How to Practice Positive Psychology in Customer Service

Customer Service | 3 minute read

Have you encouraged a frustrated employee to stay positive after a particularly deflating customer interaction? If you have, you were tacitly acknowledging the importance of positivity in customer service.

When you boil it down, great customer service is about having a positive influence on the customer’s experience of your organization. If your own staff are feeling negative or pessimistic, it’s difficult for them to provide that highly positive experience.

The problem is that you can’t always be there to offer a few words of encouragement. So, how do you ensure the practice of positive psychology? Simply: By ensuring that elements of positive psychology are a part of how your organization operates. In case you aren’t familiar with the concept of positive psychology, here’s an abbreviated definition from the Positive Psychology Center at the University of Pennsylvania:

Positive psychology is the scientific study of the strengths that enable individuals and communities to thrive.

Here are three important ways that you can apply some of the approaches emerging from the growing field of positive psychology.

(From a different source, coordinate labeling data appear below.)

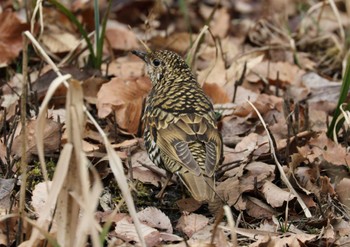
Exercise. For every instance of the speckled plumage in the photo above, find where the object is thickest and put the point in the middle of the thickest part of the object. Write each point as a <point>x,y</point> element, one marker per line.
<point>180,127</point>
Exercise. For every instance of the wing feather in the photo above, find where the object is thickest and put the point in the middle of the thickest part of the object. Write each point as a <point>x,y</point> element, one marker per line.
<point>173,139</point>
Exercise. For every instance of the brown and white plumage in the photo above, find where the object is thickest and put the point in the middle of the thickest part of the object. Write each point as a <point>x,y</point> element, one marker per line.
<point>180,127</point>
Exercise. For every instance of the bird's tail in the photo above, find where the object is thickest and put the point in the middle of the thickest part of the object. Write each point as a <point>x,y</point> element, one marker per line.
<point>201,187</point>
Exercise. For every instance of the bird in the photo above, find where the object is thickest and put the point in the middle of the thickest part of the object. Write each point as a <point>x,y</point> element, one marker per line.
<point>180,127</point>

Create a Culture that Encourages Empathy

It’s often said that empathy in a call center can not only improve a call but also improve a customer’s overall experience. What is not talked about enough is the importance of “organizational empathy” and designing systems that encourage it. Concern for what others are going through and taking steps to help them can be, as Aimee Lucas writes, “blocked by organizational systems that create time pressures, emphasize taking a task (rather than person) focus, or establish a high cost of making errors.”  This is problematic as empathy has been shown to correlate with increased prosocial behavior, positivity, social closeness, and well-being.

If companies want to foster a positive environment, they need to look at the culture of the organization and make adjustments where needed to encourage empathic concern for others. As the CEO of Redstone Federal Credit Union argues, “We focus on culture because it produces organizational results and guides the way we think.”

Develop a “Language of Strength”

While developing a “language of strength” sounds scarily Orwellian, it’s really not. As we discussed in a recent post on burnout, agents are required to deal with challenging, frustrated customers, with the knowledge that the calls (and their performance) are being monitored and timed. While this is simply an aspect of the job, it can become hard for your employees to identify with the positive qualities of their work and even their own strengths.

The challenge is that most people tend to dwell on negative events or emotions and ignore the positive ones. One way to reverse the focus is to use techniques aimed at shifting attention to more positive experiences. For example, in any team meetings, ask your customer service reps to scan over recent customer interactions and recount what went right. It’s important to celebrate the wins and tie in small achievements to the larger purpose of the organization.

Make Work Meaningful

The now-famous study from Dr. Adam Grant found that call center employees at the University of Michigan who had the task of cold calling alumni to ask for money performed better when they got to meet scholarship recipients and speak to them first hand. Once the call center workers realized the impact of their work, they became motivated to work harder, which eventually increased weekly revenue by 400%.

Meaning can be sourced from many different areas on the job, anything from having learning and growth opportunities, to seeing the impact of the end-results on those who benefit from the work that was done. For example, Golden 1 Credit Union abides by a “stronger together” community approach and ensures this is not only apparent in their vision statement, but extends to every aspect of the organization. It’s clear that regardless of the exact source of this meaning, it nurtures a more positive, proactive employee.

You can encourage positive psychology in your customer service organization by creating a culture that allows for greater empathic concern for fellow employees, celebrates the wins, and strives to make work more meaningful. While this may seem ornamental to providing excellent customer service, positive customer service reps will be friendly and more engaged with customers. They’ll also get along better with other team members and put in extra effort to deliver WOW service experiences. In this environment, both your employees and the business succeed.